A portmanteau of autobiography and fiction, autofiction is a literary genre with long historical roots but a steep uptick in popularity in recent decades. Since the late 2000s in particular, we've seen a new wave of inventive novelists – Karl Ove Knausgaard, Sheila Heti, Rachel Cusk, and more – adopt autofiction with writing that blurs the line between fiction and truth – and questions whether the two can really be distinguished.
About the genre
What is autofiction?
The term ‘autofiction’ was coined in the late 1970s by French novelist Serge Doubrovsky, to describe his novel Fils. He wrote that it was neither an autobiography, which he considered “a privilege reserved for the important people of this world”, nor purely fiction, but a work of “fiction, of events and facts strictly real”.

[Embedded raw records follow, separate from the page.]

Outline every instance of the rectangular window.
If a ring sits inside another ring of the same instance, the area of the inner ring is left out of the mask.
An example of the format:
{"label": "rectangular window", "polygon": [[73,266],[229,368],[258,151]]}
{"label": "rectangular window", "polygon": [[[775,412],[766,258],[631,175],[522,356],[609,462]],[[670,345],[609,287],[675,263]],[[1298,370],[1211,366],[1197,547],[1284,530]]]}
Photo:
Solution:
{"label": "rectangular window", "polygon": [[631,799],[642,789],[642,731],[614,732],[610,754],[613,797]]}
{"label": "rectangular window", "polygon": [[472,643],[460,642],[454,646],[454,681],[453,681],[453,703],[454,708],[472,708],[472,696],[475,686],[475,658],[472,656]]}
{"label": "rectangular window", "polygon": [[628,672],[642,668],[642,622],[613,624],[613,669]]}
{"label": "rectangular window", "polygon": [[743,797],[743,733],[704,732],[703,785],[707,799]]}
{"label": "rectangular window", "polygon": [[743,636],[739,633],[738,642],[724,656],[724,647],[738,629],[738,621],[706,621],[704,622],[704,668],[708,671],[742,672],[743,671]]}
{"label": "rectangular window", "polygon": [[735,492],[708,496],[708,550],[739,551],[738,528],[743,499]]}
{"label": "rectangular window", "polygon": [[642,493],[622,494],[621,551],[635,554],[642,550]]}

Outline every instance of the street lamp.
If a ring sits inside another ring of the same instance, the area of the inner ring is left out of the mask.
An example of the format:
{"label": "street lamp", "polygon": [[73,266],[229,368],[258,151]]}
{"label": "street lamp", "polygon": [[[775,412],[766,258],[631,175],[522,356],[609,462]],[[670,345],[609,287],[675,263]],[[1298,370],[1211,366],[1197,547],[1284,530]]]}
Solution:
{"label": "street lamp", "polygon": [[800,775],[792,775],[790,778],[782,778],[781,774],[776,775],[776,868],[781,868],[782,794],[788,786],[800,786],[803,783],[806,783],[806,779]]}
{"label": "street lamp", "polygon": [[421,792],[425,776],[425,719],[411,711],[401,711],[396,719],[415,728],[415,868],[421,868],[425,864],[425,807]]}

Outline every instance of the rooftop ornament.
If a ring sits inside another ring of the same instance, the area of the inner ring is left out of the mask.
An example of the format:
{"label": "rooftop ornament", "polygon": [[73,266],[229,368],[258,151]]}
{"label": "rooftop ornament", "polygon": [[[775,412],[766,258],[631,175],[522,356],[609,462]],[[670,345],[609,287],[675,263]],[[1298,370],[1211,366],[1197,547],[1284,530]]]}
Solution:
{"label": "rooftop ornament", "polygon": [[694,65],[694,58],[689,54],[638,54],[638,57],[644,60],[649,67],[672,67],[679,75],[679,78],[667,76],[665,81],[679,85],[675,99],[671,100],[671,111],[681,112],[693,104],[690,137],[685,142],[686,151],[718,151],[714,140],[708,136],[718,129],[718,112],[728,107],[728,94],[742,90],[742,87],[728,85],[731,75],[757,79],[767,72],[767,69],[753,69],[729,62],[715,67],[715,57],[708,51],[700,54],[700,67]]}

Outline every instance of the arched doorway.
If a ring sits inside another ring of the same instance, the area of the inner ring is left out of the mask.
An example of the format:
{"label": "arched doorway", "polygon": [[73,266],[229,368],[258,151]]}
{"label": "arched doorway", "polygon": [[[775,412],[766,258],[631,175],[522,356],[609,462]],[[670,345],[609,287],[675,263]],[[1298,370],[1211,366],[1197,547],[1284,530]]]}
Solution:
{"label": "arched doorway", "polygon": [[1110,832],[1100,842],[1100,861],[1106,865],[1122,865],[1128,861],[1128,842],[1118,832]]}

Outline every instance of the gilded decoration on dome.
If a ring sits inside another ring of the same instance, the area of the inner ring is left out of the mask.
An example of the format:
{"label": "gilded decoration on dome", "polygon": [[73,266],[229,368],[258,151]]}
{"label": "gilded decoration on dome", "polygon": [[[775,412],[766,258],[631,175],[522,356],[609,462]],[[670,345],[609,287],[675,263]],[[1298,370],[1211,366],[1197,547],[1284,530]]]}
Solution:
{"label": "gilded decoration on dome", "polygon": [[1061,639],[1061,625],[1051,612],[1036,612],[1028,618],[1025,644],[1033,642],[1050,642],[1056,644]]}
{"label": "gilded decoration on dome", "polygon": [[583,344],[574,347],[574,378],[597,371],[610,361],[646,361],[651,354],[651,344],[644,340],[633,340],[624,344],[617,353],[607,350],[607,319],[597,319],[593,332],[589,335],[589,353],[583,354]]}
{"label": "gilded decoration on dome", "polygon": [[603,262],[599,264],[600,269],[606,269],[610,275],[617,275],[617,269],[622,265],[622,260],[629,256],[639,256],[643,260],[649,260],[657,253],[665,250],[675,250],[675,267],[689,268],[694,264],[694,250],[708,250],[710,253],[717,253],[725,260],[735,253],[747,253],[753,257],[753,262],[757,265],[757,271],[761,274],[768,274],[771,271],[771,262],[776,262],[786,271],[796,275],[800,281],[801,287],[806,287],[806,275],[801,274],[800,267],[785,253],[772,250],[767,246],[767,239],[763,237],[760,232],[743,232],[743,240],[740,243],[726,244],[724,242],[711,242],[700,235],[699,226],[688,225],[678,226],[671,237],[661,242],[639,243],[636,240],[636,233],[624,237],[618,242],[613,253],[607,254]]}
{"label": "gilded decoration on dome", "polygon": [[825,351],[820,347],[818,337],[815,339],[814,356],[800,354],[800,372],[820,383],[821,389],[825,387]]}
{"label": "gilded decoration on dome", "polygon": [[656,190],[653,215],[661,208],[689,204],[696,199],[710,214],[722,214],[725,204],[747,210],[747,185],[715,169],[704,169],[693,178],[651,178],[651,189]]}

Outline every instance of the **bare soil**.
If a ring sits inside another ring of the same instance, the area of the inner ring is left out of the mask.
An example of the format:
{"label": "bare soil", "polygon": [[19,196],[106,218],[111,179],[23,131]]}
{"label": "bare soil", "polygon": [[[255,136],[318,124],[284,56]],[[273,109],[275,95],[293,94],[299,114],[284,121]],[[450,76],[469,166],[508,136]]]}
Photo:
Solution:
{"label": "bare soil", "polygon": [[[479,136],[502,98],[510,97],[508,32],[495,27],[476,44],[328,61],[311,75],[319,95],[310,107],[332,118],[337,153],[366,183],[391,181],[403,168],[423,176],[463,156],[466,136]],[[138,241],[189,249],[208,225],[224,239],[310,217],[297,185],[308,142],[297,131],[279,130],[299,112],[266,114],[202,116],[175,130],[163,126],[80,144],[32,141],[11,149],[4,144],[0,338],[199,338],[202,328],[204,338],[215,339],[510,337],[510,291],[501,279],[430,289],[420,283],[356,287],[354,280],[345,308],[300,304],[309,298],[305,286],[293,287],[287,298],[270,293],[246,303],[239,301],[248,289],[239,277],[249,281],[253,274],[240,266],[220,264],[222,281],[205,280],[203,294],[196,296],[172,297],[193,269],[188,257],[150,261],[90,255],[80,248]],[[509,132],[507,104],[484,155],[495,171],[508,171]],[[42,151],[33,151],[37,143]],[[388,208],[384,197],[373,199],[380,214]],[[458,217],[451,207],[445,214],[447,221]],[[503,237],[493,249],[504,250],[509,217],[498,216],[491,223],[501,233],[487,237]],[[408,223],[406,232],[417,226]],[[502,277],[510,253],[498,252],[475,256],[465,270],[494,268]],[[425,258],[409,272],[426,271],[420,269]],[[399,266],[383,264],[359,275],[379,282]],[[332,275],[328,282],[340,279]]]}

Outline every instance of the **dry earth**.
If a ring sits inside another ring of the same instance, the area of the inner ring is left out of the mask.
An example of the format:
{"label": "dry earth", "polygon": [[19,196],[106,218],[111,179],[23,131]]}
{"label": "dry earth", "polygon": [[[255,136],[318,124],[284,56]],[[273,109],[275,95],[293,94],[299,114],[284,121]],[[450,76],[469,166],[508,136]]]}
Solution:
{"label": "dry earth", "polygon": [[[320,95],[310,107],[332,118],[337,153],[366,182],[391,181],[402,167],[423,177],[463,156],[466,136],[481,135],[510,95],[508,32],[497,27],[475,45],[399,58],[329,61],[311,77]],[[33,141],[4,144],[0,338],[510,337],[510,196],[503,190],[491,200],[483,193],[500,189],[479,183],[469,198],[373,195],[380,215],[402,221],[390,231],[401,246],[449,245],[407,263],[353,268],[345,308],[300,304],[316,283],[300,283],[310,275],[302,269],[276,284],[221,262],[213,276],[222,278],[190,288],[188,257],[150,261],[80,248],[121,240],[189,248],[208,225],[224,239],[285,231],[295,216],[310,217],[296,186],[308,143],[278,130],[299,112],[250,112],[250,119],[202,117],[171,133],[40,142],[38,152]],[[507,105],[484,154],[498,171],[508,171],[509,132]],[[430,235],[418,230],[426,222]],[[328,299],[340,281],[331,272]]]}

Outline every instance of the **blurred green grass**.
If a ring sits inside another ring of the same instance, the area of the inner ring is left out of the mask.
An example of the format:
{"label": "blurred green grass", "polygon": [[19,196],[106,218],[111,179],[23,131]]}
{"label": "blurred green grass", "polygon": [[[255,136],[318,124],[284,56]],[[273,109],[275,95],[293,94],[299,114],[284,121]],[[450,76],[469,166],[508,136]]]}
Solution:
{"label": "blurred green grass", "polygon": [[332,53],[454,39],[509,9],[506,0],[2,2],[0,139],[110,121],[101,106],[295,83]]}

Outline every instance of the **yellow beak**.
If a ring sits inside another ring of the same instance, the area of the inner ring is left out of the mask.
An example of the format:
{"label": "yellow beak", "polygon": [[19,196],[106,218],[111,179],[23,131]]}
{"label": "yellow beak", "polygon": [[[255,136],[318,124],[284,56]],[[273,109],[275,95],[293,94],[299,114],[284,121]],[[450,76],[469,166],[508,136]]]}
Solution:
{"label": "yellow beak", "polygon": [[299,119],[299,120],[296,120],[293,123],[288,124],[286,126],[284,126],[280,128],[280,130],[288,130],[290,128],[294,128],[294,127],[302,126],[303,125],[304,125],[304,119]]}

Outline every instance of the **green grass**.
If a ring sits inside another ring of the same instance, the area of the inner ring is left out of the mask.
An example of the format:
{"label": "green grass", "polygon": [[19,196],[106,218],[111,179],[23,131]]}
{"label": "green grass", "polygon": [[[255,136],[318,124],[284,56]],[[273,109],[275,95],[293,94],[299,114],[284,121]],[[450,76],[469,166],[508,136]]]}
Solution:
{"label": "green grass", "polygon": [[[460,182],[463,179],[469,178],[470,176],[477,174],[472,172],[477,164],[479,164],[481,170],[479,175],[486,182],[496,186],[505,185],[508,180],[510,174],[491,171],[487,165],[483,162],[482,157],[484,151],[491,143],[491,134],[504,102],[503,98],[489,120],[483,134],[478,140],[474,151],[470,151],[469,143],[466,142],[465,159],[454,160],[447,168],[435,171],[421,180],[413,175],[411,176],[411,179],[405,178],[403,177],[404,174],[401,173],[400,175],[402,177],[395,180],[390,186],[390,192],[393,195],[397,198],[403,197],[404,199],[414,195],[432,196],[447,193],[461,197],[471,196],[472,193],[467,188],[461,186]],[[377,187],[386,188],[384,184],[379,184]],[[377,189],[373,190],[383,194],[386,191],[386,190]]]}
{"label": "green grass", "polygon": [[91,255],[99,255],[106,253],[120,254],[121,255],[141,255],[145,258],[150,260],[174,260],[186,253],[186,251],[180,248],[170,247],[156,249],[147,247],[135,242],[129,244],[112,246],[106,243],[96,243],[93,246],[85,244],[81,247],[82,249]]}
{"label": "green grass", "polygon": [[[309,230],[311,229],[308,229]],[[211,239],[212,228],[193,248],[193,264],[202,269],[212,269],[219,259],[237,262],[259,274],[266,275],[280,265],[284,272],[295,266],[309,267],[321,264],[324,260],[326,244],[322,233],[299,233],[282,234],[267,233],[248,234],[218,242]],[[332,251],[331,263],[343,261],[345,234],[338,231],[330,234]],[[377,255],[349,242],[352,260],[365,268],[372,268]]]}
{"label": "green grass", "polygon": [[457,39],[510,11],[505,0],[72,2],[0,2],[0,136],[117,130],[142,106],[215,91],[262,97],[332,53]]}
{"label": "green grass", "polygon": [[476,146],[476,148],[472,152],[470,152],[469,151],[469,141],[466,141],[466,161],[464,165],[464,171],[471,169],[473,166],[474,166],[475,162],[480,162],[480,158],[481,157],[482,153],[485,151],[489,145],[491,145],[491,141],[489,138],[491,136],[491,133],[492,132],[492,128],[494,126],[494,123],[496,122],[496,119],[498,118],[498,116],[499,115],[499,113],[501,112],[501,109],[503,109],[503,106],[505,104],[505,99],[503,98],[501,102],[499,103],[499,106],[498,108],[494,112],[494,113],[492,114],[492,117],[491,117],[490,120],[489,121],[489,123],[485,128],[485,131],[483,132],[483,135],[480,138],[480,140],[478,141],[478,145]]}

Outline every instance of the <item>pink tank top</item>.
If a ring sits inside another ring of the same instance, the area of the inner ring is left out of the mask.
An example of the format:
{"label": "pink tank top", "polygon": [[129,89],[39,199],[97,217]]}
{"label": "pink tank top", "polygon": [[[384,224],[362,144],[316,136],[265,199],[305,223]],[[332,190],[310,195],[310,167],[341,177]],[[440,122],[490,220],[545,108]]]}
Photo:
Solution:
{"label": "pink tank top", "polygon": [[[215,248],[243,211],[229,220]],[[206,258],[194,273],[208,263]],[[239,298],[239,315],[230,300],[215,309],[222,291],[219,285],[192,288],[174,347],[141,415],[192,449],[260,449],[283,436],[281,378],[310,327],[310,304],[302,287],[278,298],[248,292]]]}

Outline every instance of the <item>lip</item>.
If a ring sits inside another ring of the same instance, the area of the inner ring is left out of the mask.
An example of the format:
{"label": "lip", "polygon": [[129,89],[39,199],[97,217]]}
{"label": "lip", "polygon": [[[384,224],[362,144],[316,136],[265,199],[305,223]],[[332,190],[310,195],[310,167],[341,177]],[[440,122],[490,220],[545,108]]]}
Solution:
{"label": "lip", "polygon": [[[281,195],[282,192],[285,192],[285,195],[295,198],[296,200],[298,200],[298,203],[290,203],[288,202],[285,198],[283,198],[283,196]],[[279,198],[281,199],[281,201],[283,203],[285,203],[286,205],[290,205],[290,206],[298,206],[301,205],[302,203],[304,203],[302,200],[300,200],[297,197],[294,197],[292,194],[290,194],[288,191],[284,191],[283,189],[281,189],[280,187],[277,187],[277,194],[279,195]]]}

This is as good a definition as you’re likely to find; most critics would agree that autofiction is some combination of an author’s real-life characteristics, relationships and experiences, plus some aspects that have been imagined or invented.
But from there, consensus falters. Does Sappho’s use of the first-person pronoun “I” in Ode to Aphrodite make it autofiction, as some have argued? What about Marcel Proust’s In Search of Lost Time, which takes inspiration from recollections, details and characters from the author’s own life?
Writing in the Guardian, French author Nina Bouraoui called autofiction “a work of truth” in which “the ‘I’ of the narrative is the author”, but even that is contentious. “Truth” is subjective, and autofiction doesn’t necessarily need to be told in the first-person voice to fit the genre.
What’s the difference between autofiction and memoir or autobiography?
While both genres often cover similar topics (such as a person’s life and experiences) and are centred around the perspective of the author/narrator, autofiction is distinctly different from memoir and autobiography because it blends fact with fiction.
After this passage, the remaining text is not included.